Year End Wrap Up

My plan for today had been to go play in one of Hiro Higuchi’s quad’s.  It’s a G/60;d10 event, so while it’s faster than I prefer, it’s certainly slow enough to play a solid game in.

Unfortunately for some reason I just could not fall asleep last night.  It was somewhere between 4-5am when I finally drifted off.  So I had to change my plans and not go.

This means I will end the year at 1774, 25 points below where I began it at 1799.

However, aside from the rating, I feel like this was a solid year for me.  I can tell by the way I’m analyzing and annotating games that my understanding has increased quite a bit.

While I haven’t been as consistent as I would have liked to be, I have been putting in a reasonable amount of work.  I have been putting in at least an hour, typically closer to 90 minutes, around five times a week.  This is in addition to solving tactics on my phone and watching broadcasts of strong events where I analyze and play some guess the move.

For the past week I’ve been working extremely hard since I had some time off.  So for the past seven days I’ve been putting in more like 5-7 hours a day.  That will continue through Monday, and then I go back to work Tuesday.

I’ve been trying to vary the work a bit, but include a lot of solving.  Tactics, Yusupov, Aagaard, etc.

I’ve also been working fairly hard (relative for me) on my openings.  While I am not, and never will, work on memorizing for the sake of memorizing, I have been working on learning more theory and figuring out how it applies to the plans in the positions I play.

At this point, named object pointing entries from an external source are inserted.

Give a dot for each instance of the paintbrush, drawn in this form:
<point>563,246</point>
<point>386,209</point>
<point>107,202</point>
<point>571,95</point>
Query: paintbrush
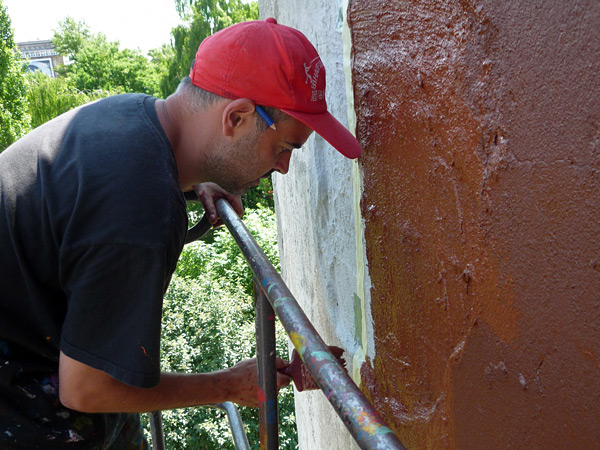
<point>298,372</point>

I am also narrowing my repertoire with the idea that I will learn my openings deeper this way.

All in all I feel like I had a solid year as a player.  There are certain things that I don’t think that I did enough which I believe impacted the rating, but I will discuss those in my 2018 preview post, coming up next!

Til Next Time,

Chris Wainscott

One thought on “Year End Wrap Up”

  1. “However, aside from the rating, I feel like this was a solid year for me. I can tell by the way I’m analyzing and annotating games that my understanding has increased quite a bit.”

    On the one hand, your goal is to achieve a 2200 rating as if rating means something.

    I absolutely agree that rating means something!

    On the other hand, when year after year your rating is in the 1700s, you insist that the rating doesn’t mean anything, that you really are getting better, despite the rating staying about the same.

    And the fact(?) that you just know you are getting better, justifies you sticking with some of the stuff you have been doing for years, like going over Grandmaster games and solving tactical puzzles.

    They say, if it ain’t broke, don’t fix it.

    On the other hand they say, don’t stand pat on a losing hand.

    Also, they say, the definition of insanity is to keep doing the same thing but expect a different result.

    An example from myself, I had a Chicago Open where I was Black 4 of the 7 games, and all 4 of my White opponents started with 1.d4.

    Then my next tournament I was Black 2 of the first 3 rounds and both of my White opponents opened with 1.d4.

    So in a 10 game stretch I was Black 6 times and all 6 of my opponents started with 1.d4.

    Although I was the lower rated player in all 6 games, I was not satisfied with my result of just 3 Draws and 3 losses.

    Was my defense to 1.d4 broke? Yes!

    Did I stand pat on a losing hand? Nope!